После войны в деревнях было голодно. Ни хлеба, ни до хлеба. Я и старшая сестра бродили по холмам и собирали кашку, зерна её были очень похожи на пшено. Из этих семян бабушка варила нам кашу с молоком. А с весны до осени у нас на столе и мясо появлялось — мясо сусликов.
Ходили мы их выливать с братом. Он старше меня на семь лет. Я лила воду в нору, а брат, как только суслик показывался из норы, ловил его. Потом обдирал с них шкурки и мама в большом ведерном чугуне зажаривала их в русской печи. Нежное, сладкое мясо, чуть пахнущее травой. Бабушка плевалась, глядя как мы уминаем этих сусликов, мама посмеивалась, но тоже ела с нами… а вот отцовскую реакцию никто не мог предвидеть. Наш отец работал трактористом. Дни и ночи в поле, зимой на центральной усадьбе ремонтировал трактора. Так что дома мы его очень редко видели.
Мама рассказывала, когда шла война, отец рвался на фронт. В районе как раз военкомат проводил очередную мобилизацию — не хватало танкистов. А, как известно, что трактор, что танк, в управлении ими разница небольшая. Отец решил показать лучший результат, чтобы его призвали на фронт. Показать-то он показал себя лучшим, да выводы сделали другие.
— Ну Иван Васильевич, — сказал военком, — вижу, что ты тракторист отменный, именно поэтому на тебя надежда, справишься с пахотой, посевом и уборкой. Оставляем тебя на трудовом фронте.
Вот так и получилось, что ни в войну, ни после войны мы отца почти не видели.
В один из дней, для нас совсем оказавшимся печальным, мы с братом столько наловили сусликов, что можно было еще соседей накормить. Мама затопила печь и на всю ночь поставила в неё чугун с сусликами.
— Пусть хорошо утомятся, — сказала она.
И мы уже предвкушали, как завтра утром мать вынет чугун из печи, и как мы все наедимся мяса. Так, да не совсем и так получилось.

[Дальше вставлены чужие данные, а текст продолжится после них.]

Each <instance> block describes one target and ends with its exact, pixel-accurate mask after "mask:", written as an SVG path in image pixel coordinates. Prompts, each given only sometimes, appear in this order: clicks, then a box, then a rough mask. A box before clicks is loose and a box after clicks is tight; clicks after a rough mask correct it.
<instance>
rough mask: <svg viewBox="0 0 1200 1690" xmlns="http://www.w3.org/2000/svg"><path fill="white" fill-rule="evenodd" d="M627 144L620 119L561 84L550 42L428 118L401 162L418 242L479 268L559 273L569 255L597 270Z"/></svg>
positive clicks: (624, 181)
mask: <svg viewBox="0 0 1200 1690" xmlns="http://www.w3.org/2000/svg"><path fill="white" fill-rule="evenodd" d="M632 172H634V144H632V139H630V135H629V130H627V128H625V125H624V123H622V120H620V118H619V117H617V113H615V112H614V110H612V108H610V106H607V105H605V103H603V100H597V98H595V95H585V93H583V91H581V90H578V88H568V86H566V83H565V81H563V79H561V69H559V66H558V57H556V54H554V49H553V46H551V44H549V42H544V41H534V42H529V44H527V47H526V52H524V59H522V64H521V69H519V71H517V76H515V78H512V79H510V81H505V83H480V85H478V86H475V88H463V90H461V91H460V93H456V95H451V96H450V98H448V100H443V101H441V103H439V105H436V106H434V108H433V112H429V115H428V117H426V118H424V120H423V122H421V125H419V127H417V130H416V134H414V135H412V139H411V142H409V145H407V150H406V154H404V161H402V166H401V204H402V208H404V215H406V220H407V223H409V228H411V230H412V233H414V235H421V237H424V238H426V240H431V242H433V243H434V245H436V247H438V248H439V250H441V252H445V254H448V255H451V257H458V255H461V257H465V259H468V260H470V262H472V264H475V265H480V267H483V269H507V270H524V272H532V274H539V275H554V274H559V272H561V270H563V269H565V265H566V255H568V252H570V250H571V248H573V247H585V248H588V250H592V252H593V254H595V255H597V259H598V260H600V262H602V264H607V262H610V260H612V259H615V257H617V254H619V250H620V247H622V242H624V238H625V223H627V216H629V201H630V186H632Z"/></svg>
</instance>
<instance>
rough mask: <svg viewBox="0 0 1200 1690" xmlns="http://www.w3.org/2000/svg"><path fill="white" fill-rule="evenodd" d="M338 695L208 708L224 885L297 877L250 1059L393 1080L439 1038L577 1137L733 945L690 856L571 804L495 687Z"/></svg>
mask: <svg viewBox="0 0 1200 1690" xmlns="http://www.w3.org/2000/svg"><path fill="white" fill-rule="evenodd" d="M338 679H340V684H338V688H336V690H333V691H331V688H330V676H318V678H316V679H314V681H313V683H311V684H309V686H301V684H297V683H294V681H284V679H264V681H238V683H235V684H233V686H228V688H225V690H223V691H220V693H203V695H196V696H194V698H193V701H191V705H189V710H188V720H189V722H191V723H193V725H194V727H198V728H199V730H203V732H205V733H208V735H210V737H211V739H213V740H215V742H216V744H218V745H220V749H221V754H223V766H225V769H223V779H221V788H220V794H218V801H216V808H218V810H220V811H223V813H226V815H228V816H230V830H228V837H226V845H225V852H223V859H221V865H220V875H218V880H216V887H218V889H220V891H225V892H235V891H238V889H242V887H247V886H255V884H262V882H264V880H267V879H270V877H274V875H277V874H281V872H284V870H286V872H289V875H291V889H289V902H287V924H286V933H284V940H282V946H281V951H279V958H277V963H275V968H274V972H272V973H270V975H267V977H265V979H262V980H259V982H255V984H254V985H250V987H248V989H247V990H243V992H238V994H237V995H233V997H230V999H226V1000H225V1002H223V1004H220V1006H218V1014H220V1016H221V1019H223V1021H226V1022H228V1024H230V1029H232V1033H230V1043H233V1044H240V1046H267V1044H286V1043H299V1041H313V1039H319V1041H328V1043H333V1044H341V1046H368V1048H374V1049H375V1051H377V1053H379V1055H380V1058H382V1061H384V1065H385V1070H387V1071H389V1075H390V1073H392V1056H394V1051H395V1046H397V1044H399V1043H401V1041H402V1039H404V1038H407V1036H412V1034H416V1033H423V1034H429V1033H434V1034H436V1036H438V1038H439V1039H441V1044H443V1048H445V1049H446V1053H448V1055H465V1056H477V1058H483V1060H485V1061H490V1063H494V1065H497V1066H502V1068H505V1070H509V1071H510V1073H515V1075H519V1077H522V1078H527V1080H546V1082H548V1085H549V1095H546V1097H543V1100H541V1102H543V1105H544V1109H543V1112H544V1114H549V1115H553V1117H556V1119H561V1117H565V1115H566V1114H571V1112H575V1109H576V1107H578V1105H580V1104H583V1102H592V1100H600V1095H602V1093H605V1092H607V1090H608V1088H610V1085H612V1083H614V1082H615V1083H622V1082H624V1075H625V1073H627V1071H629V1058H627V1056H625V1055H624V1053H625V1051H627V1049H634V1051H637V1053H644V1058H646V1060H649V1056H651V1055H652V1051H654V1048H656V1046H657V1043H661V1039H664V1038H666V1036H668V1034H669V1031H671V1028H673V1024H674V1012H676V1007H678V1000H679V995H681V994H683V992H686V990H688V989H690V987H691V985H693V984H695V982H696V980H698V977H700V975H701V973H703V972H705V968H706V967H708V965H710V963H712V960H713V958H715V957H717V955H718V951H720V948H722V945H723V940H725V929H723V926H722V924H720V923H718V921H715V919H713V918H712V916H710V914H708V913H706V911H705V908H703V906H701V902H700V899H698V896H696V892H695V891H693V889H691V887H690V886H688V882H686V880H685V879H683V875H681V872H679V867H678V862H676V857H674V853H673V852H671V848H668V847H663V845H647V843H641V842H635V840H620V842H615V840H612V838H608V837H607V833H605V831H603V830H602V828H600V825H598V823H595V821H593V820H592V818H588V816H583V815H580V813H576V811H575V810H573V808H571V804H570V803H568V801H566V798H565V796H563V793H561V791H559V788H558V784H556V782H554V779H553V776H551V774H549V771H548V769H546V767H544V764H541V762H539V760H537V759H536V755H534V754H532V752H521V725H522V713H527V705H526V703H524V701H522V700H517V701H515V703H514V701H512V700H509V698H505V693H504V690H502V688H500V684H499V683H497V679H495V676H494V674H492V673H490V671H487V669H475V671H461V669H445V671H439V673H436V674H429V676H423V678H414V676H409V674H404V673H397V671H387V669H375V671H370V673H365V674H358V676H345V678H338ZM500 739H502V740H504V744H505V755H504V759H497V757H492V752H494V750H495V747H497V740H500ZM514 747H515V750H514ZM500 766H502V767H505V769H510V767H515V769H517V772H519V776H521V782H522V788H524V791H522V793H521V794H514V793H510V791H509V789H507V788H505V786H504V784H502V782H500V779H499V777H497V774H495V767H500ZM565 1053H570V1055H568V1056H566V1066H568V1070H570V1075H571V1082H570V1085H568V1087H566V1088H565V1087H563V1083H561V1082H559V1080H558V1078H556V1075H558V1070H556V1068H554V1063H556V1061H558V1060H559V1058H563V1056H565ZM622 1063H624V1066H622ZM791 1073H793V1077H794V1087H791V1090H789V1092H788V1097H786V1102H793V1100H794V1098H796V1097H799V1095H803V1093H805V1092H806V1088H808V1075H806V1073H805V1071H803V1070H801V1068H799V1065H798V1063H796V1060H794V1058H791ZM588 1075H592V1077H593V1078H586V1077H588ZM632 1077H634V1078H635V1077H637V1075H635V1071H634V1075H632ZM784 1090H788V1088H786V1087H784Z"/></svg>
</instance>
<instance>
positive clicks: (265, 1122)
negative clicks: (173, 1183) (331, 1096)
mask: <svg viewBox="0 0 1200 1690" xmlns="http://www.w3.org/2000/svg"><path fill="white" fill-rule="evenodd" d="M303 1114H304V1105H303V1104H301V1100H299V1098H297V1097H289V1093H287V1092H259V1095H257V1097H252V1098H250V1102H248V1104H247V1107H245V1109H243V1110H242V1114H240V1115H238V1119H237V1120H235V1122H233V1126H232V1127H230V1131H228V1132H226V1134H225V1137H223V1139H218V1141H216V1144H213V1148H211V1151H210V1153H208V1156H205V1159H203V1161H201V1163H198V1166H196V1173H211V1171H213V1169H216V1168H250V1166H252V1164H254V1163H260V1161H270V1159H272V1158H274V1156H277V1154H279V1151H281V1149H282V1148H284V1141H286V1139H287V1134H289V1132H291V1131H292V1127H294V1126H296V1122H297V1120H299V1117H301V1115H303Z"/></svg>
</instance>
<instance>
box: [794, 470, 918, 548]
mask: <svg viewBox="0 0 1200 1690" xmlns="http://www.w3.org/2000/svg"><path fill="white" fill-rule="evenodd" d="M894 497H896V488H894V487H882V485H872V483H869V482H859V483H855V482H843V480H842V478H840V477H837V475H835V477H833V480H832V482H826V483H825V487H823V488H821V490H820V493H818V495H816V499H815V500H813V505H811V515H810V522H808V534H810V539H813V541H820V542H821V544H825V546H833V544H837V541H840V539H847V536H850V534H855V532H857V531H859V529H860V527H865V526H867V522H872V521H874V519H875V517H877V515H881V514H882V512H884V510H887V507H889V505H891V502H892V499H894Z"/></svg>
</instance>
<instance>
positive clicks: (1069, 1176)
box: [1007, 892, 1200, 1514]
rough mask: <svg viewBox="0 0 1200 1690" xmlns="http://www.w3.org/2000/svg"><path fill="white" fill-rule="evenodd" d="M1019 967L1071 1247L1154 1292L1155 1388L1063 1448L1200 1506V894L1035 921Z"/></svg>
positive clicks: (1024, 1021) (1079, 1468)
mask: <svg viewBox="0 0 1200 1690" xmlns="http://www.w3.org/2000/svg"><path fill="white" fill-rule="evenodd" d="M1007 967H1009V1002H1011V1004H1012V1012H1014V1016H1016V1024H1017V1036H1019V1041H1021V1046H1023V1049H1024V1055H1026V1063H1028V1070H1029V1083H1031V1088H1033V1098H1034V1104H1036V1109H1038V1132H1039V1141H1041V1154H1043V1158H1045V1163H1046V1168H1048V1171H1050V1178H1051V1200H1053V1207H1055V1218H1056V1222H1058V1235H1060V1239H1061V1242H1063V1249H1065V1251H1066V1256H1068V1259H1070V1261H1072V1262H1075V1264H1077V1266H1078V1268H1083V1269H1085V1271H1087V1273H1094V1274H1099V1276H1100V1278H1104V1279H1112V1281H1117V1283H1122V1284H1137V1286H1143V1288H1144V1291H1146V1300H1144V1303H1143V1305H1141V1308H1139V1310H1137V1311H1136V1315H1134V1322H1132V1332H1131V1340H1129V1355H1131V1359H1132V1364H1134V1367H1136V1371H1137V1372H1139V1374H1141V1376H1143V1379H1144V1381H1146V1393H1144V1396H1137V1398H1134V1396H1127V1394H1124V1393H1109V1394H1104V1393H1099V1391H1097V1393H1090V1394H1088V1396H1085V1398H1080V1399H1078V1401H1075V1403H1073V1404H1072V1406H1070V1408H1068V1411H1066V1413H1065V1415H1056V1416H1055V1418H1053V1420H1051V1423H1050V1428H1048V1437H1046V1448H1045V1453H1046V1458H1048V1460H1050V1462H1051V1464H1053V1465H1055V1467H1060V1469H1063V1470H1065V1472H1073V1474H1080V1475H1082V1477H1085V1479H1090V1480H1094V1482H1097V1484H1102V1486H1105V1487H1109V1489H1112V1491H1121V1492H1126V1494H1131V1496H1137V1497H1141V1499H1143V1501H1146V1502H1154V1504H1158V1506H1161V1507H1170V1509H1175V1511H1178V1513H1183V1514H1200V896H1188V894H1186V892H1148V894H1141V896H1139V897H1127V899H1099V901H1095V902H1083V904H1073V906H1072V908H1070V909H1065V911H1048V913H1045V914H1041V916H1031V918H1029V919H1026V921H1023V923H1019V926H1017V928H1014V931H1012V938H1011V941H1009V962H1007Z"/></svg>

Чугун мать вынула из печи, поставила на лавку, открыла крышку, и из него пошел такой вкусный запах жареного мяса. А тут, вот он на пороге, отец.
— Мать! — крикнул он. — Никак у нас мясо появилось? Откуда?
Мать спроста и сказала:
— Суслики это, Ванюшка с Шурой наловили, а я зажарила. Вкусно!
Мне никогда не забыть, что сделалось с отцом. Он вылетел на улицу и его стало тошнить. Просто наизнанку выворачивало. Мы, дети, испуганные забились по углам, а мать причитала над отцом:
— Отец, да что с тобой? Господи, не отравился ли ты чем?
Ей еще было невдомек, что виной всему суслики.
Немного отдышавшись, отец молчком зашел в избу, взял тряпкой чугун, вынес его на улицу, отворачиваясь от него как можно дальше, и со всего маху зашвырнул его в овраг.
— Чтоб я этой падали в доме не видел больше! — кричал он. — И не смейте чугун назад принести!
Бабушка и тут подсуетилась:
— Говорила я им, говорила, так не слушались, окаянные. Видано ли, такую пакость в рот брать?! Тьфу! Лучше с голоду умереть!
Больше мы сусликов домой не приносили. От греха подальше. Наловим, нажарим на костре, наедимся до отвала, а домой ни, ни.
Меня отец своим поступком очень удивил. Вырос в деревне, откуда такая, несвойственная деревенским жителям, брезгливость? Такая разборчивость? Ну, ладно еще бабушка, она знавала лучшие времена, но отец…?
Потом, уже позже, когда я подросла, мне открылись еще многие его причуды: он не ел ничего консервированного, если это не было приготовлено дома. Не разрешал покупать или брать в совхозной кладовой мясо — "дохлятка", говорил он. За всю жизнь не съел куска колбасы.
А эти суслики мне запомнились надолго. Так и вижу, как в овраг летит чугун, зажаренные суслики и отца с искаженным от гнева лицом.